In der Kapelle St. Sebastian in Haisterkirch, einem malerischen Ort in Oberschwaben, hüten Bernd Schmid (75) und seine Frau Rosmarie mit großer Hingabe die Tradition des Kerzenbrennens. Schmid, der seit neun Jahren als Mesner tätig ist, besucht die Kapelle mindestens zweimal pro Woche, um den Kerzenbestand zu überprüfen und die kleine Kirche in gutem Zustand zu halten. Jährlich bestellt er 20.000 kurze, milchweiße Opferkerzen, die jeweils 8,5 cm lang sind und eine Brenndauer von zwei bis drei Stunden haben. Diese Kerzen brennen rückstandslos ab, was die patentierten Messingkerzenhalter ermöglichen, die eine nahezu schmutzfreie Nutzung gewährleisten.

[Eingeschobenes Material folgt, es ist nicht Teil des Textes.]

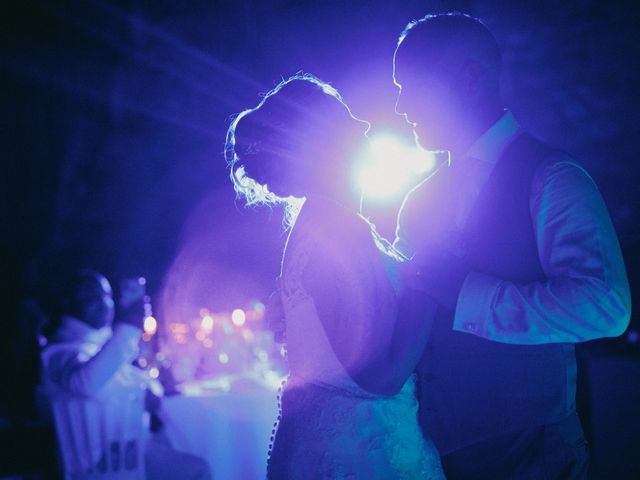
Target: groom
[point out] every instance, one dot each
(514, 243)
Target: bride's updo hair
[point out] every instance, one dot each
(275, 150)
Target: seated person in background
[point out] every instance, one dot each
(98, 396)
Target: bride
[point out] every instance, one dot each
(348, 408)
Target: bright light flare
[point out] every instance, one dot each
(390, 166)
(207, 323)
(150, 325)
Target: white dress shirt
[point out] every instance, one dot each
(586, 294)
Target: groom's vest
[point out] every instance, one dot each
(471, 389)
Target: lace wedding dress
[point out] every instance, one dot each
(329, 427)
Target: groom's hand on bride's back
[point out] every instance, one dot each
(439, 273)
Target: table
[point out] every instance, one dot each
(231, 431)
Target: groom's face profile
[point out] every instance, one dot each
(447, 70)
(429, 99)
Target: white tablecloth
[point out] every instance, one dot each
(231, 431)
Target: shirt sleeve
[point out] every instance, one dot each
(78, 373)
(586, 294)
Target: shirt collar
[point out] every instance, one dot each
(75, 330)
(493, 142)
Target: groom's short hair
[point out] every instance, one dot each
(447, 38)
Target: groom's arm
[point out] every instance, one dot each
(586, 294)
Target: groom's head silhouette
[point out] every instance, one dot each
(447, 68)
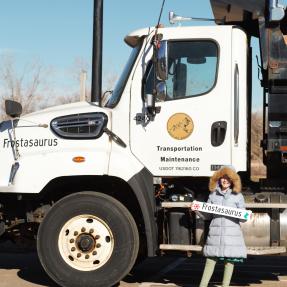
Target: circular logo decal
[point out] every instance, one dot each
(180, 126)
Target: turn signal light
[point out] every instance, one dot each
(79, 159)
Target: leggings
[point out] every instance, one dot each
(208, 271)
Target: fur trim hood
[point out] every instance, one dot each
(231, 173)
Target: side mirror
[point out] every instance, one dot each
(161, 91)
(162, 62)
(13, 108)
(150, 103)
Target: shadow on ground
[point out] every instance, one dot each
(188, 271)
(167, 270)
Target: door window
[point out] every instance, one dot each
(192, 69)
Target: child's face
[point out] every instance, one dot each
(225, 182)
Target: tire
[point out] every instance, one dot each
(70, 228)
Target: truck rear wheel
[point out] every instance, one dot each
(88, 239)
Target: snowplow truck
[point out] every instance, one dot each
(98, 186)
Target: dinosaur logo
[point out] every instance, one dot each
(180, 126)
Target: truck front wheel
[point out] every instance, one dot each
(88, 239)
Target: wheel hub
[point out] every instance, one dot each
(85, 242)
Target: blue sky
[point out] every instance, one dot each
(56, 32)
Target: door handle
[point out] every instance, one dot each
(218, 132)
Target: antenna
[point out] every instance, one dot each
(174, 18)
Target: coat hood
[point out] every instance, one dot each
(231, 173)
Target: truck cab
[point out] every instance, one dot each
(101, 186)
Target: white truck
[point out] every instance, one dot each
(108, 184)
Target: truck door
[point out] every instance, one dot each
(191, 133)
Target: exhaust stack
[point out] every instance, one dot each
(96, 91)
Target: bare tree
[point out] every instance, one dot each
(27, 86)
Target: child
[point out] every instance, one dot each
(225, 240)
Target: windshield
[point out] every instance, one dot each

Besonders am 20. Januar, dem Jahrestag des Schutzpatrons, steht die Kapelle vor einem großen Ansturm von Pilgern. An diesem Tag werden viele Kerzen entzündet, um die Kapelle in ein leuchtendes Kerzenmeer zu verwandeln. Vorbereitungen laufen bereits, denn die Kapelle gilt als der am meisten besuchte Ort in der Region, besonders in der Weihnachtszeit und im Januar, wenn Hoffnung und Zuversicht gefragt sind. Die diesjährige Veranstaltung wird rund um den Festgottesdienst am 20. Januar um 9.00 Uhr in der Pfarrkirche St. Johannes Baptist stattfinden, gefolgt von einer Prozession mit Gebeten und Gesängen.
Pilger und Traditionen
Am 14. Januar trafen sich zahlreiche Pilger aus der Seelsorgeeinheit „Heimat Bischof Sproll“ in der Kapelle, um zu beten und zu singen. Der sonnige Wintertag begünstigte die Erlebnisse der Gläubigen. Die Kapelle war prachtvoll geschmückt und der Altarbereich, gestaltet von Bernd und Rosmarie Schmid, trug zur festlichen Atmosphäre bei. Eine Familie aus Osterhofen hatte großzügig einen Lichterkranz am Altargitterbogen gespendet. In der vergangenen Weihnachtszeit brannten bereits 15.000 Kerzen, und auch jetzt sind die Halterungen oft belegt.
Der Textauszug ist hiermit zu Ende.